The Road Haulage Association @RHANews is pressing the Chancellor to make an announcement in his Autumn Statement that he will continue to freeze fuel duty. Figures produced this week by the RHA clearly demonstrate that the £150 million funding needed to effectively tackle the crippling driver shortage would actually make money for the government. The RHA is calling for funding to be paid direct to haulage operators to enable them to train the 50,000 new drivers that the industry, and the economy, so desperately need. RHA analysis clearly shows that this investment would be recouped in terms of income tax and national insurance from the new UK driving jobs.
In addition, the requirement for the extra vehicles needed could generate up to £275 million in fuel duty revenue.
“This funding would be self-financing for HM Treasury”, said RHA chief executive Richard Burnett. @RHARichardB “The extra investment in UK skills would reduce the industry’s reliance on drivers from abroad, which the RHA estimates leads to approximately £180 million in remittances sent back to those countries that would otherwise be spent in the UK, supporting employment and generating VAT.
“Immigration minister James Brokenshire has criticised UK firms for becoming too reliant on foreign workers – and we agree that is a big industry issue. But the government is doing nothing whatsoever to encourage firms to invest in UK skills.

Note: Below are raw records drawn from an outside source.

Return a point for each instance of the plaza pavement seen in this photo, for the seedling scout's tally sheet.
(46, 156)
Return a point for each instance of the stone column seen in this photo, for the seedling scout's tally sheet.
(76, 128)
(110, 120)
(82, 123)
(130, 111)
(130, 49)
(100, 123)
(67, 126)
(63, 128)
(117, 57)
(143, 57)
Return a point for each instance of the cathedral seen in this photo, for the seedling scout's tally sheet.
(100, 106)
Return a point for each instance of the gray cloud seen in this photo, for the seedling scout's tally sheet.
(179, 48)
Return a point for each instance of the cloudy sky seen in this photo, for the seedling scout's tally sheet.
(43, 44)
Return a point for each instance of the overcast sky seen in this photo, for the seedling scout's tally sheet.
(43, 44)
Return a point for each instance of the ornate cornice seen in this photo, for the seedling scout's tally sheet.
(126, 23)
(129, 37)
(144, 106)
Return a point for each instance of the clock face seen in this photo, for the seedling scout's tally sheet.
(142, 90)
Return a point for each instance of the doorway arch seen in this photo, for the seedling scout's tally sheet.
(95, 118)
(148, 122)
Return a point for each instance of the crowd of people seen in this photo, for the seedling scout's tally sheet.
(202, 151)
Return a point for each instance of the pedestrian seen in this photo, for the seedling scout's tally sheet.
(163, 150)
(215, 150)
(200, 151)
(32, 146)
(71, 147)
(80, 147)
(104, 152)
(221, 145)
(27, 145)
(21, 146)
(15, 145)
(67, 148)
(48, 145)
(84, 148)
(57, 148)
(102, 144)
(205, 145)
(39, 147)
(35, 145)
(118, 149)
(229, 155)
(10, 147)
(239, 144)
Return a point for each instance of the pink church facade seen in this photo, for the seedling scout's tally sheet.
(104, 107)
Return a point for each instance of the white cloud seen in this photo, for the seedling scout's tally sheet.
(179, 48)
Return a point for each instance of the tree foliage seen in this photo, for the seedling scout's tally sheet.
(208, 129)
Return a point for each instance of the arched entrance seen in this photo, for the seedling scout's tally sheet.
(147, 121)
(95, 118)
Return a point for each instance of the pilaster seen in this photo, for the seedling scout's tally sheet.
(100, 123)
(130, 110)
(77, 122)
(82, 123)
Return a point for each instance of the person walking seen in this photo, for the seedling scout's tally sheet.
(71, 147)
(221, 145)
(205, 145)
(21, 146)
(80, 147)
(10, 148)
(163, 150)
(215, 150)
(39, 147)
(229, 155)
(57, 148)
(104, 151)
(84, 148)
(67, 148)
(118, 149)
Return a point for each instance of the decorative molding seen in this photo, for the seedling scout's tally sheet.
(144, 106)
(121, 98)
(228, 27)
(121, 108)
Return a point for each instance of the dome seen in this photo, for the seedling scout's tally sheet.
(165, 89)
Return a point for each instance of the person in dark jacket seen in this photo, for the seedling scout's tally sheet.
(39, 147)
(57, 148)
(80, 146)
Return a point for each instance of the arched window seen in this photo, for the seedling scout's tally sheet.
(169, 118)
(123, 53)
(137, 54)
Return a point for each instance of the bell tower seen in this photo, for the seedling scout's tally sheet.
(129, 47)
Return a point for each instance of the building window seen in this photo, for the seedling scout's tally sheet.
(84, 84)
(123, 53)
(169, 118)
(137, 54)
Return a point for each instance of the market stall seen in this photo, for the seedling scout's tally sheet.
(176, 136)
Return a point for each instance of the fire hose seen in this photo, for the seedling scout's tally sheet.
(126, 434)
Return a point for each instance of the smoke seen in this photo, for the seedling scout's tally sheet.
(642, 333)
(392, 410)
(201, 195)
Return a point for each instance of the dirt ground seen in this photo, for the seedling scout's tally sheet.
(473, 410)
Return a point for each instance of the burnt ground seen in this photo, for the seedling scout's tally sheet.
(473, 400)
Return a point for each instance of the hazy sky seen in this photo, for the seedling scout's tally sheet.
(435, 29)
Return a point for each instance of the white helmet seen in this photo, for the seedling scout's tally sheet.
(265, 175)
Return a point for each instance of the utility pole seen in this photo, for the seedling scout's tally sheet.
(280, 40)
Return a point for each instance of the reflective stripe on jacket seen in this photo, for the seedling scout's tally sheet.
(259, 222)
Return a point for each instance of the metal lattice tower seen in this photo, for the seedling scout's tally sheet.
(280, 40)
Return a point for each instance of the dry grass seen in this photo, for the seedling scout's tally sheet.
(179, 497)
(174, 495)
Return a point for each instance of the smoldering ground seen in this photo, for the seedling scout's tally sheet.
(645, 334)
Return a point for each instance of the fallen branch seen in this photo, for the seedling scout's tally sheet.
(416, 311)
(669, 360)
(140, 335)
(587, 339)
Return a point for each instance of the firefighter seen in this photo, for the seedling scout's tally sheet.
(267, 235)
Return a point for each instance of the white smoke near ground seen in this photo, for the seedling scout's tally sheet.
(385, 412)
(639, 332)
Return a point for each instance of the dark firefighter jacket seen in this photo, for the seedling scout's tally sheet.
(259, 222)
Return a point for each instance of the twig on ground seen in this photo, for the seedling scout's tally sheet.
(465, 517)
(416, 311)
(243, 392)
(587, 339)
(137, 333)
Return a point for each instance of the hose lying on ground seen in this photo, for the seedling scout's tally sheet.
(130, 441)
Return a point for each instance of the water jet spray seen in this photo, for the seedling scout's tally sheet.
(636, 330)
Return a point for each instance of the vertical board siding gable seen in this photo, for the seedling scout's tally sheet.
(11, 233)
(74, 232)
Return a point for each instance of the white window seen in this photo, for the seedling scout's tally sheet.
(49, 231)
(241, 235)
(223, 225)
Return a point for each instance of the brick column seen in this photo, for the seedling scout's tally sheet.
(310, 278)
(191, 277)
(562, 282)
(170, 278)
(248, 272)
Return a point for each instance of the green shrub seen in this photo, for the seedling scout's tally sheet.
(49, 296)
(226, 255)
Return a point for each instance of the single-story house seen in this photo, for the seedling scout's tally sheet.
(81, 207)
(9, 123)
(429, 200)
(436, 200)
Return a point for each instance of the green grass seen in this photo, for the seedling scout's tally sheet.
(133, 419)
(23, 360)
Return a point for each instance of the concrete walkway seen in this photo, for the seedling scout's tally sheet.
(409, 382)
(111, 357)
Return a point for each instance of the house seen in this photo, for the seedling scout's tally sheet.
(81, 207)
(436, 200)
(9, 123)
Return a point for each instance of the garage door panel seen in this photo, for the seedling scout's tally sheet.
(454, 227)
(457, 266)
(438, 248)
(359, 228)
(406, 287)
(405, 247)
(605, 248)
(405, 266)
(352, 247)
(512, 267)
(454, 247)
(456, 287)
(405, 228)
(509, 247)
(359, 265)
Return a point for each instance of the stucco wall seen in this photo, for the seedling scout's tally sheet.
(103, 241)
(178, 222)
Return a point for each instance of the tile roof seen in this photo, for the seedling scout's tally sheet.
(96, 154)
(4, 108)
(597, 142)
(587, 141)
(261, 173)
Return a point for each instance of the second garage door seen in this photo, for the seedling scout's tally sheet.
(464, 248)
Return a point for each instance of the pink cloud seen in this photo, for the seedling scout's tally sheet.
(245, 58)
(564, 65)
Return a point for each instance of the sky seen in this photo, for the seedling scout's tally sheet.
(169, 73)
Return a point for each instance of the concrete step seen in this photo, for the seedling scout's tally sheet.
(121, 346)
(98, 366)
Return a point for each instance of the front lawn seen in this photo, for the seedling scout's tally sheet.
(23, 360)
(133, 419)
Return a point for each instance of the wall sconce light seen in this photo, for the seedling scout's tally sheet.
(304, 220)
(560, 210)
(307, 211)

“We currently have no alternative but to limit our aspirations for growth because of the cost of driver training – the HGV training sector is far smaller and weaker than it should be. We have now reached the point where haulage customers are becoming more and more concerned about how they are going to get their food, materials and products delivered to consumers.”
Where will the money come from?
One option put forward by the Association is that government takes a small proportion of UK duty in a time-limited response to the driver crisis. “We are asking the government to invest £150 million, equal to 2.6% of the total of fuel duty paid by HGV in a single year (equal to 1.52 pence/litre), into getting UK residents licenced and qualified to drive in the industry”, Richard Burnett continued. “This investment is vital to secure the future of the haulage industry and maintain and enable economic growth”.
At 57.95 pence per litre, UK-registered hauliers pay by far the highest levels of diesel duty in the EU. In Luxembourg, where many international transport firms draw fuel, the duty level is a mere 23 pence per litre. Even net of the one-off investment in training called for by the RHA, UK hauliers will still be paying by far the highest duty level in the EU.
“The Chancellor has the power to kick-start a swift and effective reversal in the decline of the UK skills base in this essential service industry,” concluded Richard Burnett. “We have been calling on him to act for more than a year and these figures demonstrate that government support for the industry on which the entire economy relies not only makes sense for growth – it can be self-funding and will boost Treasury coffers.”